C’est le 29 décembre 1975, après avoir passé une nuit à conduire sa voiture sans se souvenir de rien, et en prenant conscience qu’il aurait pu tuer quelqu’un, qu’il éveilla à la sobriété, qu’il maintient depuis près d’un demi-siècle.
Hopkins parle aussi de l’éloignement familial et de l’impact que les choix personnels, principalement motivés par l’alcoolisme, ont eu sur sa vie privée.
Bien qu’il contienne des références ponctuelles au tournage de films emblématiques – tels que « Le silence des agneaux », « Les vestiges du jour » ou « Le père » -, l’œuvre privilégie une perspective plus large sur le passage du temps, le vieillissement et la création artistique.
L’auteur s’arrête aussi sur des réflexions concernant le sens de l’art et de la spiritualité, la nature de la mémoire et la valeur de la simplicité quotidienne, en particulier à partir des années 2000, et parle de sa relation tardive avec le temps, la solitude et la mortalité.
C’est pendant cette période qu’il commence également à se consacrer davantage à la peinture et à la composition musicale, et qu’il gagne le second Oscar du Meilleur Acteur (le premier étant pour « Le silence des agneaux »), pour « Le père » (2021), qu’il dédie à tous ceux qui « se battent pour faire la paix avec eux-mêmes ».
À la fin du livre, l’auteur revient sur ses années d’école, pour se rappeler que c’est la lecture du poème « Le vent d’ouest » de John Masefield, qu’un professeur l’a forcé à lire à haute voix pour la classe, qui a suscité « une vie cachée » en lui. À la fin du cours, le professeur lui a offert le livre et cela a été une « révélation ».

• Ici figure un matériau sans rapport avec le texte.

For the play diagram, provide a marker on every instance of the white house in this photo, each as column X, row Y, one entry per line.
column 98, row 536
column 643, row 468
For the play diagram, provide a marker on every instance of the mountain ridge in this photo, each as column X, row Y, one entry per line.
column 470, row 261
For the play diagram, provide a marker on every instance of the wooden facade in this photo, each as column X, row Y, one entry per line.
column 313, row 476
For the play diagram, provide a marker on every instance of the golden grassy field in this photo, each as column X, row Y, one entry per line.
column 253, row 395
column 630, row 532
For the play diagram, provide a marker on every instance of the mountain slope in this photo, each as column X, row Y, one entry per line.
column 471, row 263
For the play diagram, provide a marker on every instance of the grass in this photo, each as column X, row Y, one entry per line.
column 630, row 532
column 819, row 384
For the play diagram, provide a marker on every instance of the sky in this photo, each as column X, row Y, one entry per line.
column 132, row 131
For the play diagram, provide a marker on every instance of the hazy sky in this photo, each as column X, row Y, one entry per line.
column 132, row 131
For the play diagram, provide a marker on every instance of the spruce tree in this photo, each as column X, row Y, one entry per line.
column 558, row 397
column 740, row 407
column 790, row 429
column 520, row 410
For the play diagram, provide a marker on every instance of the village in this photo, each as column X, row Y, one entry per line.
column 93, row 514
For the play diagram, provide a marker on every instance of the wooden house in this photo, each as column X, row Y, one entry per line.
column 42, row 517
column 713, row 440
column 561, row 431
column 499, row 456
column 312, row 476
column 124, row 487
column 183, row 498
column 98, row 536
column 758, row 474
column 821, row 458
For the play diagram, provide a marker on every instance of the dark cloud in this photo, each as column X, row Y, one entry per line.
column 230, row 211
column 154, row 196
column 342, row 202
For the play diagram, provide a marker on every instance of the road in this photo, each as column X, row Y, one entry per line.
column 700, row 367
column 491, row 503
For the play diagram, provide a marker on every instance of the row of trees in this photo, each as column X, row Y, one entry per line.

Depuis lors, il nourrit une passion pour la lecture, pour la poésie – « les poèmes ont une très mauvaise réputation, selon ce que j’ai entendu, mais moi j’aime » -, pour la peinture et pour la musique, qui « a également joué un rôle important » dans sa vie.
« Le seul conseil que je peux offrir est : écoutez de la musique. N’importe quelle musique. Et lisez. Lisez n’importe quoi. Des livres. Des poèmes. Peu importe », écrit Hopkins.
C’est pourquoi il a choisi d’inclure dans le livre – en plus d’un vaste ensemble de photographies (de sa vie personnelle et artistique) – un dernier chapitre qui compile une série de poèmes de quelques-uns de ses auteurs préférés, tels que W.H. Auden, C.P. Cavafy, John Masefield, Gerard Manley Hopkins, Henry Wadsworth Longfellow, William Shakespeare, W.B. Yeats, T.S. Eliot, Ernest Dowson, Edward Thomas, Thomas Gray et Christina Rossetti.
Anthony Hopkins vit aujourd’hui davantage tourné vers le plan spirituel et philosophique, car, comme il l’a dit dans une interview récente après avoir reçu l’Oscar, « la vie est brève, l’art est un cadeau ».